I have noticed an interesting dynamic emerging around the Red Sea conflict that could have serious implications for global energy markets. According to reports at the end of March, Iran is pushing the Houthi rebels in Yemen to prepare for more aggressive operations against ships in the Red Sea. What’s fascinating is that within the Houthi leadership, there is disagreement over how far to go with stronger actions.



The context is crucial to understand why this really matters. After the escalation of the conflict in Iran, Middle Eastern oil that normally passes through the Strait of Hormuz has largely been diverted toward the port of Yanbu in Saudi Arabia, then crosses the Bab el-Mandeb Strait off Yemen to reach Asian markets. It’s an alternative route, but fragile.

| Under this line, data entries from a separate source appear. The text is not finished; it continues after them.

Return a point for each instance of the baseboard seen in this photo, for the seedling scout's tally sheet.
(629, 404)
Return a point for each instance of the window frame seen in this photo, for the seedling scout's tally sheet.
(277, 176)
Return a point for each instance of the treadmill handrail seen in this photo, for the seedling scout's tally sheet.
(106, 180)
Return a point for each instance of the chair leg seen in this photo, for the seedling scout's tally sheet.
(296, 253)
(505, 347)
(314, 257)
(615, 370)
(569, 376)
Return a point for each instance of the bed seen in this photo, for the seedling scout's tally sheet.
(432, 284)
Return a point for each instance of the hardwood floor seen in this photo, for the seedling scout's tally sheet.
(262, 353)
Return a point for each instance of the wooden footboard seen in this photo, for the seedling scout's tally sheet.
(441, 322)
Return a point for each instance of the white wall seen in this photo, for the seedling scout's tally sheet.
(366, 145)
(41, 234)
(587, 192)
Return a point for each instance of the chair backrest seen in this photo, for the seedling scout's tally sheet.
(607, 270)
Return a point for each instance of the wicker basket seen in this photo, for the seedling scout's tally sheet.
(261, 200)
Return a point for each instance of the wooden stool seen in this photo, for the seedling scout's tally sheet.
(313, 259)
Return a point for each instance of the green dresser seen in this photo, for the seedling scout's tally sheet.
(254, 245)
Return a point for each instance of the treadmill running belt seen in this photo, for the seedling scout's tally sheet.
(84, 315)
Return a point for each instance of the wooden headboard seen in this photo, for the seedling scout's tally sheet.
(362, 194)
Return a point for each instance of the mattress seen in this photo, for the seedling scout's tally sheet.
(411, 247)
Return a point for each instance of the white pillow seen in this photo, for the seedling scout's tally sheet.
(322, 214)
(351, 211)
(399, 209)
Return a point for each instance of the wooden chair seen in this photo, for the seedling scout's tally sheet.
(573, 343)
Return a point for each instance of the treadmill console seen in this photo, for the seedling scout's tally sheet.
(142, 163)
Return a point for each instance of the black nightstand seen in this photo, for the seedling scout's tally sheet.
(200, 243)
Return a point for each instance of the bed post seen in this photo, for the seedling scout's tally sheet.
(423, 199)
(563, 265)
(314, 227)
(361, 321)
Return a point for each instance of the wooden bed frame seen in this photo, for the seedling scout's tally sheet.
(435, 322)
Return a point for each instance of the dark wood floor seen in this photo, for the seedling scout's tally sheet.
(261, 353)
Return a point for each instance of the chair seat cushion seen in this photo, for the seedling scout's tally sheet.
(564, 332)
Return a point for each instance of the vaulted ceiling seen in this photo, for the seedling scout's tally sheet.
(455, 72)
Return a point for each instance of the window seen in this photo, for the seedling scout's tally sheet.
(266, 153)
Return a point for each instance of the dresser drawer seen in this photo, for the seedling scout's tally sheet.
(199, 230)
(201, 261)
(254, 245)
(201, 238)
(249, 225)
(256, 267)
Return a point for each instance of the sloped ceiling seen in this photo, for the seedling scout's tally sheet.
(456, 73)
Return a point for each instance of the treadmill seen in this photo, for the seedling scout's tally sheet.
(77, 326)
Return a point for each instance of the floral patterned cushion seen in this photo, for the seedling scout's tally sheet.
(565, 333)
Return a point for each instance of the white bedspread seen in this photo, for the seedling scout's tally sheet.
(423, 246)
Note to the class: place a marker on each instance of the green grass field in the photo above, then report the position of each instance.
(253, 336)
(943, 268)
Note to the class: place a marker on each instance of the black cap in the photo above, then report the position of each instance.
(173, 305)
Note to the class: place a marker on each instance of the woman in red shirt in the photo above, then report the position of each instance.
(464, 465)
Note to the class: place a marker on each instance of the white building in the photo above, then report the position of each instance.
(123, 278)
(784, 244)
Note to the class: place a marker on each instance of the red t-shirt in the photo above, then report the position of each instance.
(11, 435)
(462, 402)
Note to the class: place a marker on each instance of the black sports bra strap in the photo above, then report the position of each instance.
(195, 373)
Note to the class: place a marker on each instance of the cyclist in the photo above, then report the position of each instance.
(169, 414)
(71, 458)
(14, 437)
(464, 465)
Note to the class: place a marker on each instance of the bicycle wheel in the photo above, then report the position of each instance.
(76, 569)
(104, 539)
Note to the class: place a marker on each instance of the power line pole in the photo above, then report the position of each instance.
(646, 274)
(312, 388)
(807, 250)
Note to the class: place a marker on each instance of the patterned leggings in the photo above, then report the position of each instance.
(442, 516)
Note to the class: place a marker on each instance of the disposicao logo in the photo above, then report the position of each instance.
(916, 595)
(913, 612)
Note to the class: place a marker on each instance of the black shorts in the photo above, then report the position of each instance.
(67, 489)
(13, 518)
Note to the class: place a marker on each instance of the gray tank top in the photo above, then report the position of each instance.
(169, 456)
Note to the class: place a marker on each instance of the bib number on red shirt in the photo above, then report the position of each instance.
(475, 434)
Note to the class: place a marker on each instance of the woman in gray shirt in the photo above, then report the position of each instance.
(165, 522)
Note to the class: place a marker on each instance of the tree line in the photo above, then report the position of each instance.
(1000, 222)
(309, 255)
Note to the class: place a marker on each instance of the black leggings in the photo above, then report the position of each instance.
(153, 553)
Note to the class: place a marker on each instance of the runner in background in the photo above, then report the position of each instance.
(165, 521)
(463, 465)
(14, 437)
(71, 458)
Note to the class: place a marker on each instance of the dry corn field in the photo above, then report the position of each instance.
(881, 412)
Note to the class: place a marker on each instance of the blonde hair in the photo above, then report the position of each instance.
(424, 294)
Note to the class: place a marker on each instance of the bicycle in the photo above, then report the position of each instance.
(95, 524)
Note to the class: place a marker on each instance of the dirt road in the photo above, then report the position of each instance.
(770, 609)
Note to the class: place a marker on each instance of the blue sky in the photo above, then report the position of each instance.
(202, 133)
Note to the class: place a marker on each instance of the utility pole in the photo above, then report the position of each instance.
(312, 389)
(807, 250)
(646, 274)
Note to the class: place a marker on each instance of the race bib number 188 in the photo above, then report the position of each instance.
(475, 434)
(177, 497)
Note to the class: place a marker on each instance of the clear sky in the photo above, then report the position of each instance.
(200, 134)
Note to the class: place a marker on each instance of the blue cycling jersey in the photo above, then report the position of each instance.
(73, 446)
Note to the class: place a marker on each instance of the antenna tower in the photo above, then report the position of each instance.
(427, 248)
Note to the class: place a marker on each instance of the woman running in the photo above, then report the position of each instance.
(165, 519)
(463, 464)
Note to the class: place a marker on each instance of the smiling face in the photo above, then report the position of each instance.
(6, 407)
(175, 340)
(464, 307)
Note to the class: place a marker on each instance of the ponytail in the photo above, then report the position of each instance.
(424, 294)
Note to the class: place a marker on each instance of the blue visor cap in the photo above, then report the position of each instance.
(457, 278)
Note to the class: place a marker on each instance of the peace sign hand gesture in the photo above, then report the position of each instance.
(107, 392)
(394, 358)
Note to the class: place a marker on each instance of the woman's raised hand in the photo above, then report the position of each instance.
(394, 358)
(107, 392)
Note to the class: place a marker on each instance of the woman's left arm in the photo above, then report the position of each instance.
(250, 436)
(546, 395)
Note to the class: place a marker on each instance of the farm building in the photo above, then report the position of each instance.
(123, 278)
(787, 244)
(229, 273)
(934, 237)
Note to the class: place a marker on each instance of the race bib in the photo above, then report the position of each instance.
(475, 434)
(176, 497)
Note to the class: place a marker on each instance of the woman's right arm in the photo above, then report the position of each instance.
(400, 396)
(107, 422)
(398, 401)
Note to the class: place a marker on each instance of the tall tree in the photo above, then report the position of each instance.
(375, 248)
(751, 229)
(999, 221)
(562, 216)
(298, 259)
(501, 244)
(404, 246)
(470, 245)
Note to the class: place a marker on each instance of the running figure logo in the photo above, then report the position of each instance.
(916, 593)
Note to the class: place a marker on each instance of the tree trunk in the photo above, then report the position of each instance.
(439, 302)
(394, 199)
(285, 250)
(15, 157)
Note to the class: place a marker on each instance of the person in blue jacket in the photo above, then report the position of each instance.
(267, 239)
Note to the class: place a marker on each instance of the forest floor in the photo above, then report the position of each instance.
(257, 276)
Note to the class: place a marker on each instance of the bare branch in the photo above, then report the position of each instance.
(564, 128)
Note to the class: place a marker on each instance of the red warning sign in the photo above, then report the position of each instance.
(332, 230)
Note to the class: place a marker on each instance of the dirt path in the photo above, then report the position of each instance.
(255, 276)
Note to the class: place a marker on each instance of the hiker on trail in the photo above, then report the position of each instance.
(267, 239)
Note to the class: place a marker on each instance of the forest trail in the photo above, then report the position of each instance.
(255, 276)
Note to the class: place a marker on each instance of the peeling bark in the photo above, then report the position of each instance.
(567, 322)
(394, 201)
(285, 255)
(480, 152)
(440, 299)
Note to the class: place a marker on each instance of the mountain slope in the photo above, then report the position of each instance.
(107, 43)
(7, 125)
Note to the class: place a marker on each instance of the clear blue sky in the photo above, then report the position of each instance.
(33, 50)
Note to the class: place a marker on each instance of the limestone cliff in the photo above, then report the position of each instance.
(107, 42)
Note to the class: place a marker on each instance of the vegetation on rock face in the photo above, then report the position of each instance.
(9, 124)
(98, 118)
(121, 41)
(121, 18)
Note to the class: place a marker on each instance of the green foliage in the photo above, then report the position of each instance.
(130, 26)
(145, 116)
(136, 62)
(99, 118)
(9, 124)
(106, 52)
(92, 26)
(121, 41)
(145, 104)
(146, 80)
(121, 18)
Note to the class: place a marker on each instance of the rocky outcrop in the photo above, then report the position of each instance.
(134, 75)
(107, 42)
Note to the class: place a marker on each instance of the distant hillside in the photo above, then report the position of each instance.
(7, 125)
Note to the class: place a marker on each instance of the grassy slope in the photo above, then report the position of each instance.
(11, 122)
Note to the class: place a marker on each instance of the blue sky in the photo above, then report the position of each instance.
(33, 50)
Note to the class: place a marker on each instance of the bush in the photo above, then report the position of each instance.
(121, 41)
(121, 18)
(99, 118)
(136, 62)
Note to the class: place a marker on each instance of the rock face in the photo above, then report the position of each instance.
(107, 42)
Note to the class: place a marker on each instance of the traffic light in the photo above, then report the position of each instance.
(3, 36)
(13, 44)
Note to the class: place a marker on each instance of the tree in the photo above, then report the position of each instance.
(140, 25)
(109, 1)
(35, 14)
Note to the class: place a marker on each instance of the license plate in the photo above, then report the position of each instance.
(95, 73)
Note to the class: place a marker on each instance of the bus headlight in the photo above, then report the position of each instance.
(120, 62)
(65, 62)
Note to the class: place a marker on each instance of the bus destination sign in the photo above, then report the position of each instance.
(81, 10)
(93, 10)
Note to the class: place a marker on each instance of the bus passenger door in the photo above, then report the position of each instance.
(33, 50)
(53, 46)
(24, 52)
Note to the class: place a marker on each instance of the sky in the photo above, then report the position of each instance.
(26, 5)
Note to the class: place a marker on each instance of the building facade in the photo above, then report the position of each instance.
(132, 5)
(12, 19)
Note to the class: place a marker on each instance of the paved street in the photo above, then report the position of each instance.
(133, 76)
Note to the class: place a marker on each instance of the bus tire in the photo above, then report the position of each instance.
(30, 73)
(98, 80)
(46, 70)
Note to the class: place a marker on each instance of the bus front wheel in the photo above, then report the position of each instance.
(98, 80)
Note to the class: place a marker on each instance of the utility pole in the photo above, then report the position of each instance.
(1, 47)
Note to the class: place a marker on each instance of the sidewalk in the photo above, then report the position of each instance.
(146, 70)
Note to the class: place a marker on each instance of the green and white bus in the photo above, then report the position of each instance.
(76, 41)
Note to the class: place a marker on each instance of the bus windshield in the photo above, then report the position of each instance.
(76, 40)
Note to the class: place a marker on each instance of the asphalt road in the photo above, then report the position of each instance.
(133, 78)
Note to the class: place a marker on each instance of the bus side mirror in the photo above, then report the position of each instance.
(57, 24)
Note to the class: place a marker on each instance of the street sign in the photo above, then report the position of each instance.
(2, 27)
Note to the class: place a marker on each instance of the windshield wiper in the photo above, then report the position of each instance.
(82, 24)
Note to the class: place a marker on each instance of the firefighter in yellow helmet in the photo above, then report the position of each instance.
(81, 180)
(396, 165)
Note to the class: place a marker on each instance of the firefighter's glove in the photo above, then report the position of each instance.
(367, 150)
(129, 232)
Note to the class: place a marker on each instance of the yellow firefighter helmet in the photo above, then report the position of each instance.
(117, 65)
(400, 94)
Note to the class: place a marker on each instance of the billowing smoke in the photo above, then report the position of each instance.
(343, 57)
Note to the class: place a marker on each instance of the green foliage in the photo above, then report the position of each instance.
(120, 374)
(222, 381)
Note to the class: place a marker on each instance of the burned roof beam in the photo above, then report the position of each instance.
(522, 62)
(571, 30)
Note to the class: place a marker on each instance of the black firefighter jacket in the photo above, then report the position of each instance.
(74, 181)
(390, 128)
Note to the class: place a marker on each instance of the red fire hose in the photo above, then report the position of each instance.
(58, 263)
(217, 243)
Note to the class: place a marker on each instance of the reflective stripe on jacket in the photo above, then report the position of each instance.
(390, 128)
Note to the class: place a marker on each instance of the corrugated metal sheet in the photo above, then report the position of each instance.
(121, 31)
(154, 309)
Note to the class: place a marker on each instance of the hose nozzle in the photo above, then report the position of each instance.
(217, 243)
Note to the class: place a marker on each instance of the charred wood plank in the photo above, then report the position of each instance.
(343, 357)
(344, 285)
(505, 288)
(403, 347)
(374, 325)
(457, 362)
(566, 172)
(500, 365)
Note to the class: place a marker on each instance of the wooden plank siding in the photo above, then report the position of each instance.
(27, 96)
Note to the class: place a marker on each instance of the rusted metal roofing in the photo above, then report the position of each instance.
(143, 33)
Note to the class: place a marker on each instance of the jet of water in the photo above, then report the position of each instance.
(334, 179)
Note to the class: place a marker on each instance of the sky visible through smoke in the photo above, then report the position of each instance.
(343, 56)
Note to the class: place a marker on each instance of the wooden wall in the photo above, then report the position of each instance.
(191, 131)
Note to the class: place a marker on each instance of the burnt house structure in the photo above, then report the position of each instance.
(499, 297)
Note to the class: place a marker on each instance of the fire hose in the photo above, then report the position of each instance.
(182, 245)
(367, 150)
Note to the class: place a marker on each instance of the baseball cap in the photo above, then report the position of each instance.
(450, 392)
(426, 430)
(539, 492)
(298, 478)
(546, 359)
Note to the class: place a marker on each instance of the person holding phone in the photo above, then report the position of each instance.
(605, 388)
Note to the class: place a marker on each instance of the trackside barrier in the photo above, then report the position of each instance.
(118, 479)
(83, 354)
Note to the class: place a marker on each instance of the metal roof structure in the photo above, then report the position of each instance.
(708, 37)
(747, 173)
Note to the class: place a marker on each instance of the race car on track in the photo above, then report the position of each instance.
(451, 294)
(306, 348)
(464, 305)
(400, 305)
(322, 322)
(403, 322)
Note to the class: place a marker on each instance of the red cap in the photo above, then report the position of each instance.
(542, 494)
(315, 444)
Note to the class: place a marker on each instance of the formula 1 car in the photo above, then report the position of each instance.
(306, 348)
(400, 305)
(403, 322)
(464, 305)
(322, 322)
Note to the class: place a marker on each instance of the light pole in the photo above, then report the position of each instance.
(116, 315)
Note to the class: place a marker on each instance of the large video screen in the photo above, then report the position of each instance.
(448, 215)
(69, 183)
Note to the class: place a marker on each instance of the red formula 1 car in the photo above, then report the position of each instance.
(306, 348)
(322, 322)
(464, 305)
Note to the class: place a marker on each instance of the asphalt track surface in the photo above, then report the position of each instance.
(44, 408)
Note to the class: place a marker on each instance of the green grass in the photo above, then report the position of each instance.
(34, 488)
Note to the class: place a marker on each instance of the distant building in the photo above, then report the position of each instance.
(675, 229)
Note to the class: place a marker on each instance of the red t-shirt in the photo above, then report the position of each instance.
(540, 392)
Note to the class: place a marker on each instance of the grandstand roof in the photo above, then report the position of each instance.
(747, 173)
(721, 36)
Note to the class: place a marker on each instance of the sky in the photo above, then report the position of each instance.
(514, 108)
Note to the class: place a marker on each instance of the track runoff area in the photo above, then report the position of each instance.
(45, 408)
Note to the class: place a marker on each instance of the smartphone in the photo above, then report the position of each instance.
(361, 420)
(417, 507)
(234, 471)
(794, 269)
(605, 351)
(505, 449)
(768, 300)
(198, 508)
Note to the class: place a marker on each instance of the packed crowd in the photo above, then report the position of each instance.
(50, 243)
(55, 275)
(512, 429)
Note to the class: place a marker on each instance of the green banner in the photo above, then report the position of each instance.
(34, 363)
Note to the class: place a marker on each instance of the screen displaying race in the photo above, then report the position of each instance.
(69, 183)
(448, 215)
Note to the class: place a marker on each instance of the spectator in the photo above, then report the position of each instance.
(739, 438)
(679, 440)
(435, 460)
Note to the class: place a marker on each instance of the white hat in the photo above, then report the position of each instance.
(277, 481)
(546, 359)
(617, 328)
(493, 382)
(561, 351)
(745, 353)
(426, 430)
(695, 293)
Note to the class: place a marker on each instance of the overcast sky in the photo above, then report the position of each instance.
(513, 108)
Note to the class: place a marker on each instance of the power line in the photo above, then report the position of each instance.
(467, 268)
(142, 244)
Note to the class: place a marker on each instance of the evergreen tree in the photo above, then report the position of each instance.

Here’s the critical point: if the Houthis decide to block the Bab el-Mandeb, creating a bottleneck similar to what we already see in the Strait of Hormuz, oil prices could experience significant upward pressure in the coming months. Analysts tracking the Red Sea conflict are already calculating scenarios. A closure of this route would represent a serious disruption to global energy flows.

The Red Sea conflict is not just a regional geopolitical issue — it has become a factor influencing energy markets. Anyone closely following these developments knows that volatility could accelerate rapidly if the situation further tightens.